STEP FOUR: Weed like a mad dog. Not a single green leaf or root permitted if it isn’t a pumpkin plant.
STEP FIVE: When they grow larger, identify the stronger, faster-growing pumpkins. Then, remove all the less-promising pumpkins. Repeat until you have on pumpkin on each vine.
STEP SIX: Focus all of your attention on the big pumpkin. …
STEP SEVEN: Watch it grow. In the last days of the season, this will happen so fast you can actually see it happen.
That article was the serendipity Michalowicz needed to understand and follow his mentor’s advice.
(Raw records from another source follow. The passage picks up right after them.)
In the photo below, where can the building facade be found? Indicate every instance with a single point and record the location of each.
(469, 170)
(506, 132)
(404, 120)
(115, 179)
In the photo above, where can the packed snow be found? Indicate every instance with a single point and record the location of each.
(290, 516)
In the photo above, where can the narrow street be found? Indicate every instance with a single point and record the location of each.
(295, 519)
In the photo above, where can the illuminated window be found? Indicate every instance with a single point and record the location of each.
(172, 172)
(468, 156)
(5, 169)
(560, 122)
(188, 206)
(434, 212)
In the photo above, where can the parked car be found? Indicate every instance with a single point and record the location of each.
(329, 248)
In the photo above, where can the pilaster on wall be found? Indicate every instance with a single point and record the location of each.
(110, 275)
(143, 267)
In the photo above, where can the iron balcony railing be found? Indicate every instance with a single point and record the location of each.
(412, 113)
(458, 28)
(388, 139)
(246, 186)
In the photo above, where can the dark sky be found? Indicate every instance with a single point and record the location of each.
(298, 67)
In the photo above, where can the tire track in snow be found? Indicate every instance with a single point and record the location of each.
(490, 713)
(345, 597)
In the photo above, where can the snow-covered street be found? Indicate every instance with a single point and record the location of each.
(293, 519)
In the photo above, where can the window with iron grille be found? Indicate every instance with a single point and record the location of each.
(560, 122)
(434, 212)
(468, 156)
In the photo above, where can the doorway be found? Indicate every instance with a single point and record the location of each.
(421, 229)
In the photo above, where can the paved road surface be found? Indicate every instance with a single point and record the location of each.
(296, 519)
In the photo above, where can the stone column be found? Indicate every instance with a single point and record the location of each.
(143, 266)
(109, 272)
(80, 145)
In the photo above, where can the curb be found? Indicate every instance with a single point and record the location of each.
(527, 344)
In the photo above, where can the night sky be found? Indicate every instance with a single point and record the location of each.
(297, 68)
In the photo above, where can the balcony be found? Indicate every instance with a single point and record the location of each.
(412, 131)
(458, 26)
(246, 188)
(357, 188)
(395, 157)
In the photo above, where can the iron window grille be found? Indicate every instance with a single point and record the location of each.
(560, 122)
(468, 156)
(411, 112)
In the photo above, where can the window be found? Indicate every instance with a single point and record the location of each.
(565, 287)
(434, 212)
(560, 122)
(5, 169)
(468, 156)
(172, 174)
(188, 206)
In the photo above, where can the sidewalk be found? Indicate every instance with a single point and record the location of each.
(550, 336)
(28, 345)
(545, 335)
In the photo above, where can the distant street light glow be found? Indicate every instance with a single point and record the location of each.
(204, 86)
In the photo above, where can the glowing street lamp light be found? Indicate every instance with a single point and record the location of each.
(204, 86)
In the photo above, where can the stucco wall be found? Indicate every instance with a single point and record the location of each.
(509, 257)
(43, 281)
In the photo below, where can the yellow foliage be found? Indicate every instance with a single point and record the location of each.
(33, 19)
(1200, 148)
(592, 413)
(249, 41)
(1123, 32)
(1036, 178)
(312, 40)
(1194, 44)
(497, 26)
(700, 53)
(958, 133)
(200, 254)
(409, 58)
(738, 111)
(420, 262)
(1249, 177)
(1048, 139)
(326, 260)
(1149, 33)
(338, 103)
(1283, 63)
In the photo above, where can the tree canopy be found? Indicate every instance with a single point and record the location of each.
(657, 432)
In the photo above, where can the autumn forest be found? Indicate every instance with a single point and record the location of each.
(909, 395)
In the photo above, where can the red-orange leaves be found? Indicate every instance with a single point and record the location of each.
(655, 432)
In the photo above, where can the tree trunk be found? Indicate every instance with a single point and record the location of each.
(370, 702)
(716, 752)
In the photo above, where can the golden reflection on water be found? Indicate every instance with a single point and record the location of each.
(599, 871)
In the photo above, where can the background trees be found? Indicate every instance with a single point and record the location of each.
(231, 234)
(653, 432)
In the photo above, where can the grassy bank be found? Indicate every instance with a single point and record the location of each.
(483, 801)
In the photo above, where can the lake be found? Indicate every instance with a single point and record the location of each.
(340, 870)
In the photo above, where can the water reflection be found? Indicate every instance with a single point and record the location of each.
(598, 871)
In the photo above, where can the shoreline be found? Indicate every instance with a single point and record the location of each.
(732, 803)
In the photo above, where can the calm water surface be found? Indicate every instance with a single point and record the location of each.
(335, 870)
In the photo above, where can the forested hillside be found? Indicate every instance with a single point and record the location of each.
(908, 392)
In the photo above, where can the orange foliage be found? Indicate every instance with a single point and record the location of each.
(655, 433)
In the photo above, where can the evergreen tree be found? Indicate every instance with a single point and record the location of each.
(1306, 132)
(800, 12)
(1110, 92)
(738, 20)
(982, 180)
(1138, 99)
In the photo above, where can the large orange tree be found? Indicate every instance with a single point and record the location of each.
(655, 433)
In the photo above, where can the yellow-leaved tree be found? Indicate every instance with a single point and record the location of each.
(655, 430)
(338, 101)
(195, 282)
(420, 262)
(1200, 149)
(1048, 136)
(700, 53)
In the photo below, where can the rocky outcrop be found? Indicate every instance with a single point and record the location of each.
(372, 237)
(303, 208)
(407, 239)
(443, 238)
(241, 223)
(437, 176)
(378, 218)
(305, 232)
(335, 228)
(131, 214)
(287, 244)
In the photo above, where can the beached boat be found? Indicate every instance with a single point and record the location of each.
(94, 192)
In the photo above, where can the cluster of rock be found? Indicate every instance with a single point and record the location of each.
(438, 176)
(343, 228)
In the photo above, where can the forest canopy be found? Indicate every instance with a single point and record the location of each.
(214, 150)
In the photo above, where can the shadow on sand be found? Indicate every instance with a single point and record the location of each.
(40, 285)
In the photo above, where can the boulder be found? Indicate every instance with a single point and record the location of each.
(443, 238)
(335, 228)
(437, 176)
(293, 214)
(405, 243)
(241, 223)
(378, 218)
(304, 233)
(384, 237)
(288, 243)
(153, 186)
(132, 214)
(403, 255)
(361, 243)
He modified those rules into a pumpkin plan for his own business: identify your natural strengths; sell, sell, sell; fire all your small small-time, rotten customers; weed out distractions, often disguised as new opportunities; identify your top clients and remove the rest; focus all your attention on those clients and replicate that service for as many of the same types of top client as possible, and; watch your business grow.
Entrepreneurship is no fairytale. It is a lot of hard work, late nights, and worry. No book is going to change that, but The Pumpkin Plan can at least help you make sure you’re worrying about the right things. Maybe before you turn your pumpkin into the golden carriage that will get you to the ball, you’ll first have to turn your business into a pumpkin.